Historian Dr Thum Ping Tjin had this to say via a Facebook status update:
“In its statement, MDA said it had assessed the contents of the film, and decided that it undermined national security. It added that legitimate actions taken by security agencies to protect the national security and stability of Singapore are distorted as acts that victimised innocent individuals.”
The MDA’s statement is wrong. Research has proven that the primary aim of Operation Coldstore and other instances of repression was to remove political opposition to the Singapore government. If the MDA disagrees, they should ask the ISD to release documentary proof and allow us historians to revise our research. Having seen this film last week, the one thing that all the interviewees have in common is a deep, abiding love for Singapore. This movie reinforces national security by demonstrating the deep loyalty and commitment of Singaporeans to Singapore, even those forced unjustly into exile.
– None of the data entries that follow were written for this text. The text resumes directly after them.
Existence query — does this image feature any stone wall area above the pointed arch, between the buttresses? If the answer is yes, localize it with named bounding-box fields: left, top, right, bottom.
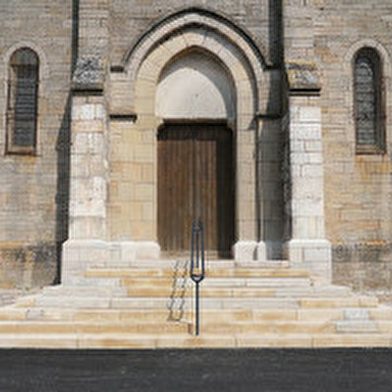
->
left=110, top=0, right=280, bottom=66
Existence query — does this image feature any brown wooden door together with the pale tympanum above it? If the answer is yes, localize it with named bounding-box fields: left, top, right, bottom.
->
left=156, top=49, right=236, bottom=258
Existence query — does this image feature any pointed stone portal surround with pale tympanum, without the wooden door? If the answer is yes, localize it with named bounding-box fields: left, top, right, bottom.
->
left=111, top=11, right=269, bottom=259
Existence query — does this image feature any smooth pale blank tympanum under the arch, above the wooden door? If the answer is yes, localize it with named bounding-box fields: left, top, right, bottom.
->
left=155, top=48, right=236, bottom=125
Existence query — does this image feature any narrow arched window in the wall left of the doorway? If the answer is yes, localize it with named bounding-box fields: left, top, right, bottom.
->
left=7, top=48, right=39, bottom=154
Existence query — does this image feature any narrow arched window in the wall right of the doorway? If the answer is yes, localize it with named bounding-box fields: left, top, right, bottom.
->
left=354, top=48, right=385, bottom=154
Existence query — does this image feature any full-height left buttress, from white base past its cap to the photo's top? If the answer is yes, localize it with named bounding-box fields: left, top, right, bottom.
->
left=62, top=0, right=110, bottom=284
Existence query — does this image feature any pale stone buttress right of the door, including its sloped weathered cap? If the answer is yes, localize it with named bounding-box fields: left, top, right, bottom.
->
left=285, top=64, right=331, bottom=283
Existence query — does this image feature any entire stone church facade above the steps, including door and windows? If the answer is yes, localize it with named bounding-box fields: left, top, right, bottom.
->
left=0, top=0, right=392, bottom=296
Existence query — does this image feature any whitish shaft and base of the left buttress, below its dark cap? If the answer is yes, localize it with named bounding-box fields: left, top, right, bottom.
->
left=62, top=95, right=108, bottom=283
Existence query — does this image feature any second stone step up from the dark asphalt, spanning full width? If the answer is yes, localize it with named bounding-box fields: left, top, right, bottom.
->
left=0, top=317, right=392, bottom=335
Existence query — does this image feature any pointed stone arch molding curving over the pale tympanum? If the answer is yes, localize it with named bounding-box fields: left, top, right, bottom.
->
left=111, top=10, right=270, bottom=114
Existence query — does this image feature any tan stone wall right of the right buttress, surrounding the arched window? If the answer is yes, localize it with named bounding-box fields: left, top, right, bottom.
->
left=298, top=0, right=392, bottom=290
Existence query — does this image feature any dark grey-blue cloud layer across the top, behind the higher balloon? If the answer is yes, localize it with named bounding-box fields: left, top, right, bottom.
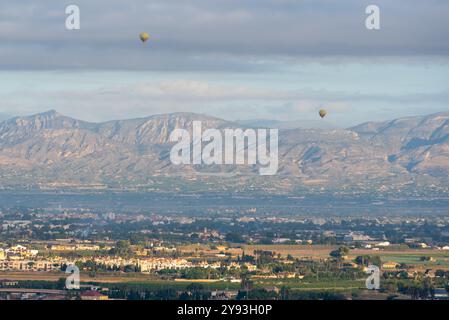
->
left=0, top=0, right=449, bottom=72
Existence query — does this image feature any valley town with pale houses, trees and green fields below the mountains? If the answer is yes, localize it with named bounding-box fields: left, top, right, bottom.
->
left=0, top=208, right=449, bottom=300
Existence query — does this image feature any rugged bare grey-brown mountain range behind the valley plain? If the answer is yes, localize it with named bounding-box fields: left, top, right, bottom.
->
left=0, top=110, right=449, bottom=194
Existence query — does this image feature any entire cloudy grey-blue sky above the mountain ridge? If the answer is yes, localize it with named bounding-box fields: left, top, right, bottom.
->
left=0, top=0, right=449, bottom=126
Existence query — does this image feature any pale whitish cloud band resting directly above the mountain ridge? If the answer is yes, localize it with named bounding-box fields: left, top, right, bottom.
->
left=2, top=77, right=449, bottom=125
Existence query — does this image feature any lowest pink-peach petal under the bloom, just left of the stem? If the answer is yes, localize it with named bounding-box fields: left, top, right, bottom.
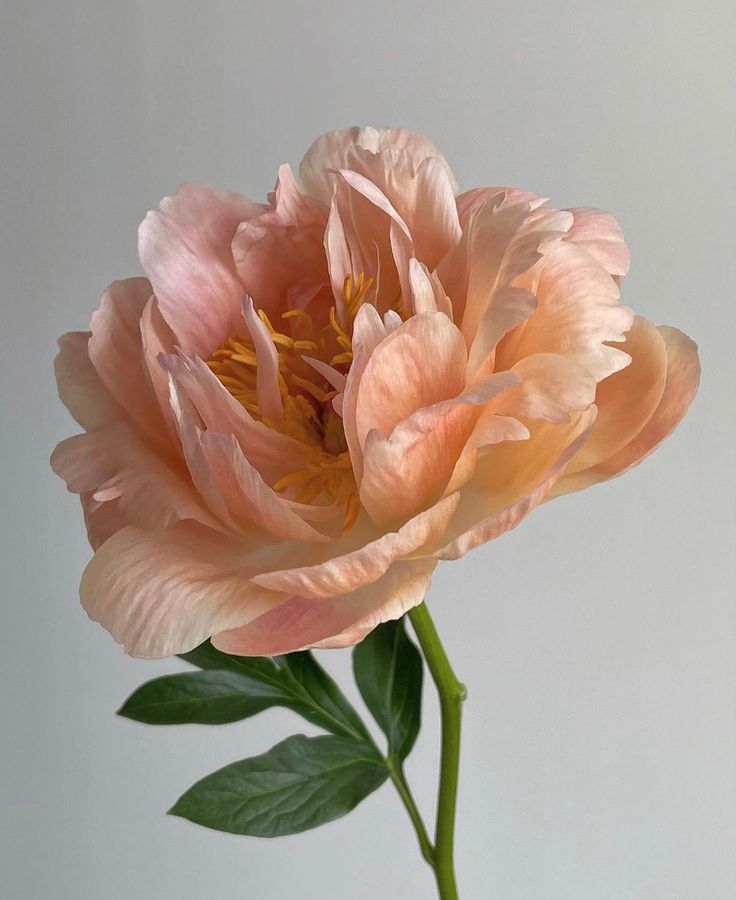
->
left=212, top=559, right=436, bottom=656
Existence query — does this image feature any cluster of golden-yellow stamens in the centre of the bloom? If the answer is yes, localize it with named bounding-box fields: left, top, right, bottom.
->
left=207, top=273, right=373, bottom=528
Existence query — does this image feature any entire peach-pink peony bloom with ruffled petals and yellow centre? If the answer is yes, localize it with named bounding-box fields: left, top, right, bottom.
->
left=52, top=128, right=699, bottom=657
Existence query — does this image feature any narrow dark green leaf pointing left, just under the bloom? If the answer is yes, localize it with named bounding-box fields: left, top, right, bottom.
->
left=118, top=669, right=283, bottom=725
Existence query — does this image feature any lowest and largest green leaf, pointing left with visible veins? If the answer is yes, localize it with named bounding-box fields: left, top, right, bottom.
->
left=169, top=734, right=388, bottom=837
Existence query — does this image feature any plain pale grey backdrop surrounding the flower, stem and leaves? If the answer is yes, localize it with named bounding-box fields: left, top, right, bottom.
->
left=0, top=0, right=736, bottom=900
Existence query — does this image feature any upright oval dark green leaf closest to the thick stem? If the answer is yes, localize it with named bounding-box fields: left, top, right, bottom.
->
left=353, top=619, right=423, bottom=761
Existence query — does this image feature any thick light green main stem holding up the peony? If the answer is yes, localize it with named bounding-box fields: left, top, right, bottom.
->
left=409, top=603, right=466, bottom=900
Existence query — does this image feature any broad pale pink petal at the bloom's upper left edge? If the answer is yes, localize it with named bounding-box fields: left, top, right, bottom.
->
left=138, top=183, right=263, bottom=359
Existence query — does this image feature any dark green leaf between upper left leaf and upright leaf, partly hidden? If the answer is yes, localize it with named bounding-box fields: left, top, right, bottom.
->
left=176, top=641, right=372, bottom=744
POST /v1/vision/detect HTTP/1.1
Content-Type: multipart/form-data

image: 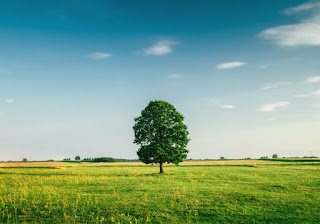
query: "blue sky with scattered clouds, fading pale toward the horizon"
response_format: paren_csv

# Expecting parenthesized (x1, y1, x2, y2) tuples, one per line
(0, 0, 320, 161)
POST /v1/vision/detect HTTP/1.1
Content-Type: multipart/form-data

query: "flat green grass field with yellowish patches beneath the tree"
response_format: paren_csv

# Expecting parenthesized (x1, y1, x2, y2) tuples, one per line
(0, 160, 320, 223)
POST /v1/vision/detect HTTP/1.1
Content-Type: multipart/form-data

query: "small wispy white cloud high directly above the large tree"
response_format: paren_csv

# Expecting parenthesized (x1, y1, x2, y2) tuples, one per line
(140, 40, 179, 56)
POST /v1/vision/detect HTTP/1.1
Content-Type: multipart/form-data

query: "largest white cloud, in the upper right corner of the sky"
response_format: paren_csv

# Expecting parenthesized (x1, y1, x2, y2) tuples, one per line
(259, 1, 320, 47)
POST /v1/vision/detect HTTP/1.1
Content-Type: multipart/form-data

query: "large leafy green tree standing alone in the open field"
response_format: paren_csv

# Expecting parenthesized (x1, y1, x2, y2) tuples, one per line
(133, 100, 190, 173)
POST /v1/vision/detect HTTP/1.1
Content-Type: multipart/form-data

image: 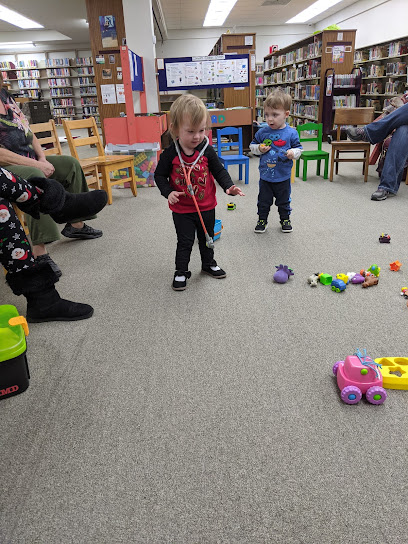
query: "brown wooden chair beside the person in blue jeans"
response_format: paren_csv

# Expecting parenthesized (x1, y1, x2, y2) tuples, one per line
(330, 108, 374, 182)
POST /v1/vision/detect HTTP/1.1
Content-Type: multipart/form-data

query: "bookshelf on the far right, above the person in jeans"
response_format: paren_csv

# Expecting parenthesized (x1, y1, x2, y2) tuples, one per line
(354, 37, 408, 116)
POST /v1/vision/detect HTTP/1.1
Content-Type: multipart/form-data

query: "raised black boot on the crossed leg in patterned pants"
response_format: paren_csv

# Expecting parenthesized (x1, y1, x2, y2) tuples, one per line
(30, 178, 108, 223)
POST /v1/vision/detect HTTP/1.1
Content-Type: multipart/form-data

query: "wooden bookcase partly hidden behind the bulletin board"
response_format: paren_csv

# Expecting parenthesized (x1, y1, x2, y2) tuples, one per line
(209, 34, 256, 119)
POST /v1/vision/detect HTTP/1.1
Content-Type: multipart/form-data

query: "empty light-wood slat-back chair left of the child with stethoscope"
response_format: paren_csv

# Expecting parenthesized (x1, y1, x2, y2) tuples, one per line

People deserve to know the facts pertaining to their own country’s history.
I, for one, always appreciate facts from sources other than watered-down, sanitised social studies textbooks which sometimes present only one side of the story.
UPDATE #1: There is a Google form set up by the film and art community to collate more signatories in support of this film. More information on Google and Facebook.
UPDATE #2:
Tan Wah Piow’s statement on the banning of the film:
To ban the film would be an infringement to Article 14 of the Singapore Constitution which protects the freedom of expression. The only way to circumvent Article 14 of the Constitution is to invoke the security threat mantra. This would be implausible in any democratic country where the rule of law interprets “security threat” only in the strictest and narrowest sense.
But Singapore is a different story. That is why the Cabinet has to be very highly paid, because our ministers and Prime Minister are very clever.
But the people are not stupid either. One day, the people will know who is the serial abuser of the Singapore Constitution.